Identification du poste :
· Question : Vous recherchez pour quelle fonction ? Réponse : commercial
· Question : Quelle est votre activité ? Réponse : du conseil aux entreprises type TPE
· Question : vous voulez qu’il ait quoi comme diplôme ? Réponse : commercial ou spécialisé dans notre offre de service.
· Question : Quelle expérience professionnelle ? Réponse : je ne sais pas une dizaine d’années je pense avec une connaissance dans notre
domaine d’activité.
Je viens de vous résumer les principales lignes de la définition de l’offre élaborée avec le « conseiller en recrutement ». Comme
vous pouvez le constater, il n’y a pas vraiment de conseil, c'est-à-dire de regard extérieur.

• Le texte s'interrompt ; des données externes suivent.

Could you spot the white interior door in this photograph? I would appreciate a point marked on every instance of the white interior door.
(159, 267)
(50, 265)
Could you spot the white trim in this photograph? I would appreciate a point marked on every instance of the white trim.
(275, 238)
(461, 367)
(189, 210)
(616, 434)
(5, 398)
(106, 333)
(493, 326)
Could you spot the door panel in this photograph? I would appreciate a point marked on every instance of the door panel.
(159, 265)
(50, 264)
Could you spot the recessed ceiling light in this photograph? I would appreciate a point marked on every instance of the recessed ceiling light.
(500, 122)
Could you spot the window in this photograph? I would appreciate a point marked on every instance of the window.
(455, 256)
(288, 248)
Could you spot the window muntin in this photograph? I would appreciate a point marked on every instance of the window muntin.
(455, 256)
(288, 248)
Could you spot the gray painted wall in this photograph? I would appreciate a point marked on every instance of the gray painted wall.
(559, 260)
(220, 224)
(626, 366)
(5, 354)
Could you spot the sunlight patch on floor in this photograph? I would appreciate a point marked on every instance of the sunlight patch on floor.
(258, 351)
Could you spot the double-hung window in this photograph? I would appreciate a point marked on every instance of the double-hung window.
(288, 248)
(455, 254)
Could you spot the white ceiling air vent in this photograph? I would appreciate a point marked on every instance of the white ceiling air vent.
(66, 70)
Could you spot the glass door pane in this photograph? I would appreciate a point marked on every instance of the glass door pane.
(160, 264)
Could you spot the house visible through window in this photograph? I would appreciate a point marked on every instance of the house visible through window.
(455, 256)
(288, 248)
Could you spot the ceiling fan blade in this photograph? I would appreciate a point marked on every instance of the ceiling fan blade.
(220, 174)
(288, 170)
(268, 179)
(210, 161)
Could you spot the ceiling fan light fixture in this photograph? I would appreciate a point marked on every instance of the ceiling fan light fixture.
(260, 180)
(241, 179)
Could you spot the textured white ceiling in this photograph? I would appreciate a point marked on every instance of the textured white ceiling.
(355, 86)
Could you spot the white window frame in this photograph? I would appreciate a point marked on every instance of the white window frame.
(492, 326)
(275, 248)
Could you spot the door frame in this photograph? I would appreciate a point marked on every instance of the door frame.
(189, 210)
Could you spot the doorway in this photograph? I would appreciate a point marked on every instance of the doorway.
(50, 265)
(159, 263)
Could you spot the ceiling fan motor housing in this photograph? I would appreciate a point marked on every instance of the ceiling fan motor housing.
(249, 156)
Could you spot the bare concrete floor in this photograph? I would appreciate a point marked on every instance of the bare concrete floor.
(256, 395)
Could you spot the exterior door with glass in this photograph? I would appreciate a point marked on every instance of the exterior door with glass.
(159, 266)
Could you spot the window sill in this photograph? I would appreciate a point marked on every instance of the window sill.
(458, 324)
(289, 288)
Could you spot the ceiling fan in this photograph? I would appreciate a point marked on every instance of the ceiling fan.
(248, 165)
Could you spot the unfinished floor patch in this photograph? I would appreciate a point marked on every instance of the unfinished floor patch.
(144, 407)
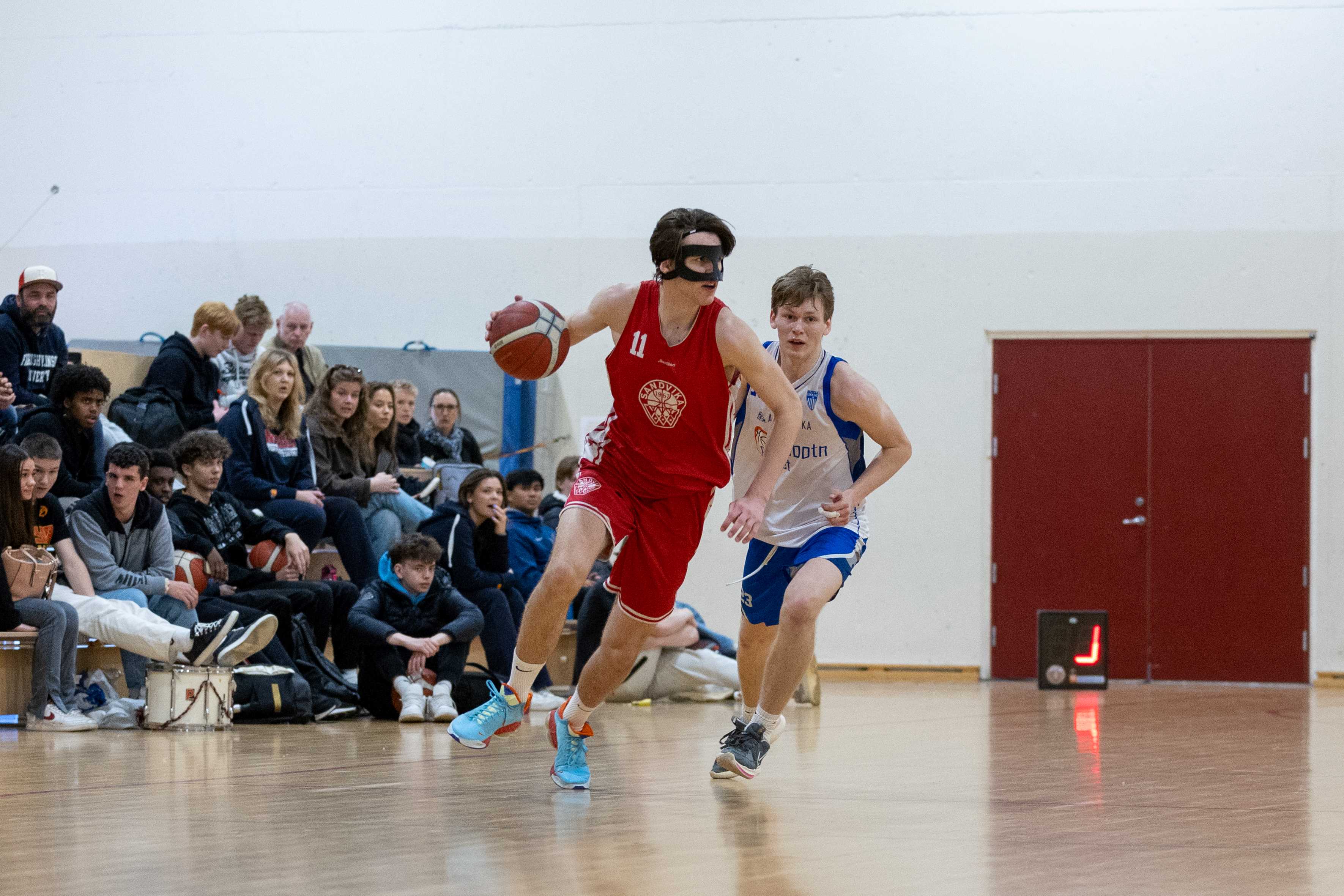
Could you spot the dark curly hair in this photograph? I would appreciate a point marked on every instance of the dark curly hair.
(73, 379)
(198, 446)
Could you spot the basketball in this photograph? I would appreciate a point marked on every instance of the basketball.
(529, 339)
(190, 567)
(268, 557)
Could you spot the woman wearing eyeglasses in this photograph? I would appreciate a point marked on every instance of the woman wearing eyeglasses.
(445, 440)
(353, 464)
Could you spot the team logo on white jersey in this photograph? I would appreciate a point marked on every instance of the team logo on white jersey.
(760, 436)
(663, 403)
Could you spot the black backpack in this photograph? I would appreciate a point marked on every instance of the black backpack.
(271, 698)
(470, 692)
(150, 416)
(322, 674)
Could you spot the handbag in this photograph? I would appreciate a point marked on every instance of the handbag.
(30, 572)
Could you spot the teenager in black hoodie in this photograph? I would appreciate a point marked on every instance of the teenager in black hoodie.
(32, 347)
(183, 367)
(219, 527)
(79, 393)
(474, 534)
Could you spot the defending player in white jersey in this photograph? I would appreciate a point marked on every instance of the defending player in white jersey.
(815, 527)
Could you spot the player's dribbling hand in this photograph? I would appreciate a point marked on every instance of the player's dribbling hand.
(494, 315)
(744, 519)
(840, 508)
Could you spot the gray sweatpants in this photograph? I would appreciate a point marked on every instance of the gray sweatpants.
(53, 655)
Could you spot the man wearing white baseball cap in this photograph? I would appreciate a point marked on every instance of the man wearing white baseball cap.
(32, 347)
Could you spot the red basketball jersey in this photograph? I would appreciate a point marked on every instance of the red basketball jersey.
(670, 428)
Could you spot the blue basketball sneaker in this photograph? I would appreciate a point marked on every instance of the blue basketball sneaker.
(570, 767)
(502, 715)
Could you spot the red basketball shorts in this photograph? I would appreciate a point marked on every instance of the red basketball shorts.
(662, 537)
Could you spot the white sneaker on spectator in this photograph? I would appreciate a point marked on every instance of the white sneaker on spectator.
(55, 719)
(441, 707)
(545, 700)
(413, 699)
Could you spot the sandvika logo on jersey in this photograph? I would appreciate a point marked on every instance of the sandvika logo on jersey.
(663, 403)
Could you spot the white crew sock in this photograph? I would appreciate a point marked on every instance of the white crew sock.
(576, 714)
(525, 674)
(767, 721)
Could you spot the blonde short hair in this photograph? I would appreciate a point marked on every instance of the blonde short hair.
(217, 316)
(253, 312)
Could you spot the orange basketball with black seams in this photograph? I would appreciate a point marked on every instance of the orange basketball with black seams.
(529, 339)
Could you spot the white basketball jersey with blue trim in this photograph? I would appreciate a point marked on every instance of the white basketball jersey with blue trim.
(827, 457)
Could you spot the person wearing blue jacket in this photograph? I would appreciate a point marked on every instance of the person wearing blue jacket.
(272, 465)
(530, 540)
(412, 621)
(474, 532)
(33, 348)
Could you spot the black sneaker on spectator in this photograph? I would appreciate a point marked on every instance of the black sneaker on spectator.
(206, 639)
(244, 642)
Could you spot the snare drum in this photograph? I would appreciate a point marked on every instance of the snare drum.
(189, 698)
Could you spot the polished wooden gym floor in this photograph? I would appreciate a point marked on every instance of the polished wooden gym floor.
(884, 789)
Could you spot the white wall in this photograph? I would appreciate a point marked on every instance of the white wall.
(953, 167)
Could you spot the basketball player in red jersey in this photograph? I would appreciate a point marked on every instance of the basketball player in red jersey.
(648, 473)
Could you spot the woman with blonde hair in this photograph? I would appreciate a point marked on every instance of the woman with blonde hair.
(272, 464)
(358, 463)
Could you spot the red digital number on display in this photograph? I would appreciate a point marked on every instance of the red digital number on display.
(1090, 659)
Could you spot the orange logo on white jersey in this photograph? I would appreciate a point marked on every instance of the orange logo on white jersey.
(663, 403)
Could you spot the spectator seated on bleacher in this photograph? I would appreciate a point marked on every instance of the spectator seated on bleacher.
(551, 505)
(445, 441)
(355, 464)
(272, 468)
(236, 362)
(186, 371)
(33, 348)
(409, 621)
(474, 531)
(530, 540)
(219, 527)
(52, 706)
(408, 428)
(292, 331)
(79, 394)
(120, 622)
(126, 540)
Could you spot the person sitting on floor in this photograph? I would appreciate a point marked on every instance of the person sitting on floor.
(219, 527)
(355, 464)
(126, 542)
(445, 440)
(184, 367)
(272, 468)
(551, 505)
(163, 475)
(52, 706)
(475, 532)
(412, 622)
(530, 540)
(79, 393)
(120, 622)
(408, 428)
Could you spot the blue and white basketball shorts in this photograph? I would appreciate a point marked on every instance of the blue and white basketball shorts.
(769, 569)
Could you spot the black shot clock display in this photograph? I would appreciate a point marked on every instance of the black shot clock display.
(1071, 649)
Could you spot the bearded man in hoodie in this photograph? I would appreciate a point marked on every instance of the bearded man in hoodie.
(186, 371)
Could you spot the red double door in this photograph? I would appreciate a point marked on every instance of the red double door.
(1166, 481)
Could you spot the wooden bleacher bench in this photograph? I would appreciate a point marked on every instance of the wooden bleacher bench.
(17, 667)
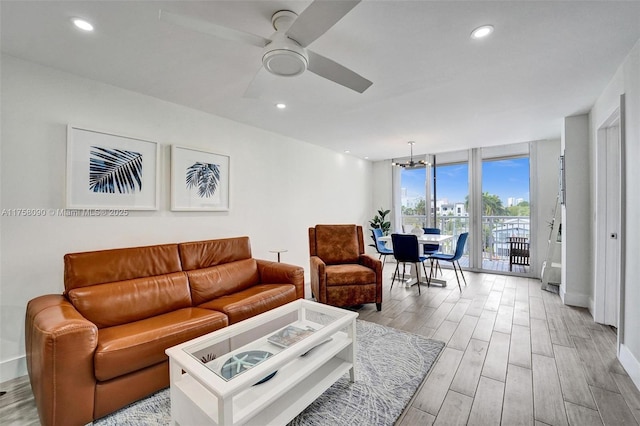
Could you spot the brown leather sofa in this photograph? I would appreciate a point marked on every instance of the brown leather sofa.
(101, 345)
(341, 273)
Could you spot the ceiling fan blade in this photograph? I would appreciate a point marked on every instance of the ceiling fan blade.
(215, 30)
(317, 18)
(331, 70)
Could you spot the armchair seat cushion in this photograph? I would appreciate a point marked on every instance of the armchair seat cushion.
(349, 274)
(136, 345)
(252, 301)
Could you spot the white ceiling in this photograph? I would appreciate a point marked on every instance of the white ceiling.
(431, 82)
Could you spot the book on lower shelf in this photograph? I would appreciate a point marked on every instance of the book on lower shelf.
(289, 335)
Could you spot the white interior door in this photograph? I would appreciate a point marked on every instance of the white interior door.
(612, 244)
(609, 222)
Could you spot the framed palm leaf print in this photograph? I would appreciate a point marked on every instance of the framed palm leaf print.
(199, 180)
(108, 171)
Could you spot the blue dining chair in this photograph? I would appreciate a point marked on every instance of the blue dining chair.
(406, 250)
(453, 258)
(429, 249)
(381, 248)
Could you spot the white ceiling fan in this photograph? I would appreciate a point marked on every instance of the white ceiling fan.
(285, 52)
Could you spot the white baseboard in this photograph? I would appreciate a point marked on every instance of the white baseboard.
(13, 368)
(630, 363)
(574, 299)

Un conseiller, tel que je l’entends, cherche à comprendre les tenants et aboutissants du poste et ainsi essayer de faire prendre du recul à
son interlocuteur, en lui expliquant qu’on pourrait peut être rechercher ce type de profil auquel le client n’aurait pas pensé.
Le cabinet de recrutement nous a présenté une liste correspondant exactement à ce que nous avions demandé, un peu comme lorsqu’on achète une
voiture.
La différence entre un être humain et une machine, c’est qu’une machine est opérationnelle en sortant du carton et ne fera ni plus ni moins
que ce pour quoi elle a été conçue. Un être humain, lui, évolue et est susceptible d’une part de développer de nouvelles aptitudes et d’autre part de devenir source de créativité pour
l’entreprise en apportant des compétences et des savoirs acquis dans d’autres entreprises.
Coût de la dizaine de CV : environ 15 000 euros HT.
Je rajouterai que j’ai obtenu les coordonnées de ce cabinet par une amie y ayant travaillé ; j’ai indiqué au cabinet le nom de cette amie. L’interlocuteur m’a naturellement confirmé qu’il la
connaissait. Elle n’a même pas reçu un petit Email de remerciement, alors que sur les 15 000 euros, il aurait été classe d’investir 50 euros pour lui offrir un petit bouquet de fleurs…Un réseau c'est comme l'amitié, ça s'entretien.